Mama Qucha or Mama Cocha (Quechua: mama qucha "Mother Sea", "Mother Lake", or just "sea") is the ancient Incan goddess of sea and fishes, guardian of sailors and fishermen, wife of Wiraqucha, mother of Inti and Mama Killa. She was commonly worshipped to calm rough waters and to obtain good fishing, and was considered one of the four Elemental Mothers (the others being Pachamama, Mama Nina, and Mama Wayra). The word mama in Mama Qucha comes from the Quechua language, where it means "mother"; this usage predates Spanish contact and appears widely in names of Andean deities such as Pachamama and Mama Quilla. Along with Mama Quilla (the Moon) and Pachamama, she constituted the Incan lunar trinity. In some regions of empire people believed she was the goddess of all bodies of water, including lakes, rivers, and even human-made water sources. Mama Qucha was more important to people living beside the coastal regions due to nearness and dependence upon the sea. Inca beliefs in Mama Qucha and other water deities indicate that the people back then understood the basics of the hydrological cycle. They knew the seawater was replenishing the rain, which then fell over the ground.

Wife of the supreme god Wiraqucha and mother of Inti and Mama Quilla, Mama Qucha was also the deity that represented all that was feminine and, in the same way, gave balance to the known world. She was often identified with the very rainwater that falls to fertilize the earth.

Another important point is that Mama Qucha inhabited the "world above", that is, the Hanan Pacha. In the Inca empire, the universe was conceived to be composed of three aspects or planes complementary to each other: Uku pacha (world below), Kay pacha (world of the present) and Hanan pacha (world above). Mama Qucha inhabited the last one together with the righteous people and other Inca gods such as: Wiraqucha, Inti and Mama Quilla, among others.

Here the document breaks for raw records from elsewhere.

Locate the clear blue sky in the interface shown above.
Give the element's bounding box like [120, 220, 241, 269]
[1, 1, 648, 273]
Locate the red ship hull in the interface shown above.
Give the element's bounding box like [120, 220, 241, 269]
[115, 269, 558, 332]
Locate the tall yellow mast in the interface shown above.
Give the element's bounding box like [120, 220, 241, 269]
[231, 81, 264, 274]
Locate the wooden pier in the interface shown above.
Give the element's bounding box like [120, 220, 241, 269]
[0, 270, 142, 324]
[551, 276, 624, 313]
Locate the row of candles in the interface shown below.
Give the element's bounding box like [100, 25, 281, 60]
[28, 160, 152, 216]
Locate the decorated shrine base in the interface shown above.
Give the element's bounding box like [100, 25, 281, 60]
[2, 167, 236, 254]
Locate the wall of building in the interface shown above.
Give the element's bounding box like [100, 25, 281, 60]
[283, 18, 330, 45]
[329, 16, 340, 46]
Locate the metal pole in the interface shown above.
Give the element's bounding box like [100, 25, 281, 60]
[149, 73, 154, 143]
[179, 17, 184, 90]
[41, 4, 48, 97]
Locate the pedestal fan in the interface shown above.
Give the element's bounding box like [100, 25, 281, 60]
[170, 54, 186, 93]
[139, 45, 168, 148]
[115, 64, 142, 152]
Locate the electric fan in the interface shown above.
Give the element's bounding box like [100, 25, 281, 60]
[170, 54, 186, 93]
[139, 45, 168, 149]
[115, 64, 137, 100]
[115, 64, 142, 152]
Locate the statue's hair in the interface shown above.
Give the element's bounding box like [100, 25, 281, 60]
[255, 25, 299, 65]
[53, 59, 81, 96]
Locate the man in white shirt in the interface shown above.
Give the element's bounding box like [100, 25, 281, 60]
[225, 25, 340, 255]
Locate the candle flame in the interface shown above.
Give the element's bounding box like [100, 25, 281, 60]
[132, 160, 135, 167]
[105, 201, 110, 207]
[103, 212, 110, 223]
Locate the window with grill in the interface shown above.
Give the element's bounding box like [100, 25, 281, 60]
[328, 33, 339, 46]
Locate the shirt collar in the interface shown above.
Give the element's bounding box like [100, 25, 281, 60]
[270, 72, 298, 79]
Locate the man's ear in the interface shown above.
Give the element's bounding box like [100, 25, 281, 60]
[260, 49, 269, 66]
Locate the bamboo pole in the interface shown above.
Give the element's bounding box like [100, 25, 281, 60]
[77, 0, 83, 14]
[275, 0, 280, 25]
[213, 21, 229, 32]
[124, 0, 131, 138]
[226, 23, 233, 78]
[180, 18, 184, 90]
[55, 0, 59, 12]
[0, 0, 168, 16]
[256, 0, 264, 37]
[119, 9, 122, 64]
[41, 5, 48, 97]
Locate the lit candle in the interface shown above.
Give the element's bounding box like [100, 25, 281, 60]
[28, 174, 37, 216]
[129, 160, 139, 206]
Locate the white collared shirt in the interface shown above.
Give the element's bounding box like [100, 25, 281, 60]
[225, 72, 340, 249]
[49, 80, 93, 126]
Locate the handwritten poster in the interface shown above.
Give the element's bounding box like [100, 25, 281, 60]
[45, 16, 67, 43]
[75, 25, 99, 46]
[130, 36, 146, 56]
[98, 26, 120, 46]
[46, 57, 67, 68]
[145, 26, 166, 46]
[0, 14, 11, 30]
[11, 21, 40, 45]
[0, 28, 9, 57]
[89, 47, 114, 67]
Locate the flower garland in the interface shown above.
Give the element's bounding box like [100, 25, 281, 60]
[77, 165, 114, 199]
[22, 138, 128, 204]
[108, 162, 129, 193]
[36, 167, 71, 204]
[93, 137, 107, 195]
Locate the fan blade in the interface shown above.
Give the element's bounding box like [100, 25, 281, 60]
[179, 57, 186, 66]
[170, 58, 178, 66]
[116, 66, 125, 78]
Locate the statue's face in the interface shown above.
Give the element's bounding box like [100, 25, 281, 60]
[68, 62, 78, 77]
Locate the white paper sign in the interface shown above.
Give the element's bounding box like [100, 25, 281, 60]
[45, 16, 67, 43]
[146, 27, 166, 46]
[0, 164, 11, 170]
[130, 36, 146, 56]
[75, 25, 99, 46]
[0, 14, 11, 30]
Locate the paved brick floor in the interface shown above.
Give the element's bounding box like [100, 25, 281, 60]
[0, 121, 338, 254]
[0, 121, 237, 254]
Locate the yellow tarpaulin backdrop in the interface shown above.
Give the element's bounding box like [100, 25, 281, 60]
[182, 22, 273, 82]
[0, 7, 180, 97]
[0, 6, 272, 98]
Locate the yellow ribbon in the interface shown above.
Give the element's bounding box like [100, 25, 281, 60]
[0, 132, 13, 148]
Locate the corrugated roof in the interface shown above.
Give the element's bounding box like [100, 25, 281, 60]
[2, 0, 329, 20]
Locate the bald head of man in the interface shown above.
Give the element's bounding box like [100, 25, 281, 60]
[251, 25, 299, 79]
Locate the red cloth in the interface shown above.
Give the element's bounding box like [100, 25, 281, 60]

An ancient Inca legend tells that Mama Qucha was the daughter of the Sun and the Moon. She was also sister of "Inca" (the Son of the Sun) and physically she was described as a pale and beautiful young woman, sent from heaven with her brother to teach people to live and work in peace and love. The people, upon meeting her, recognized her as their protective mother and under her and Inca's guidance they made houses and roads, temples and fortresses. Thus they tilled the earth, which soon bore fruit.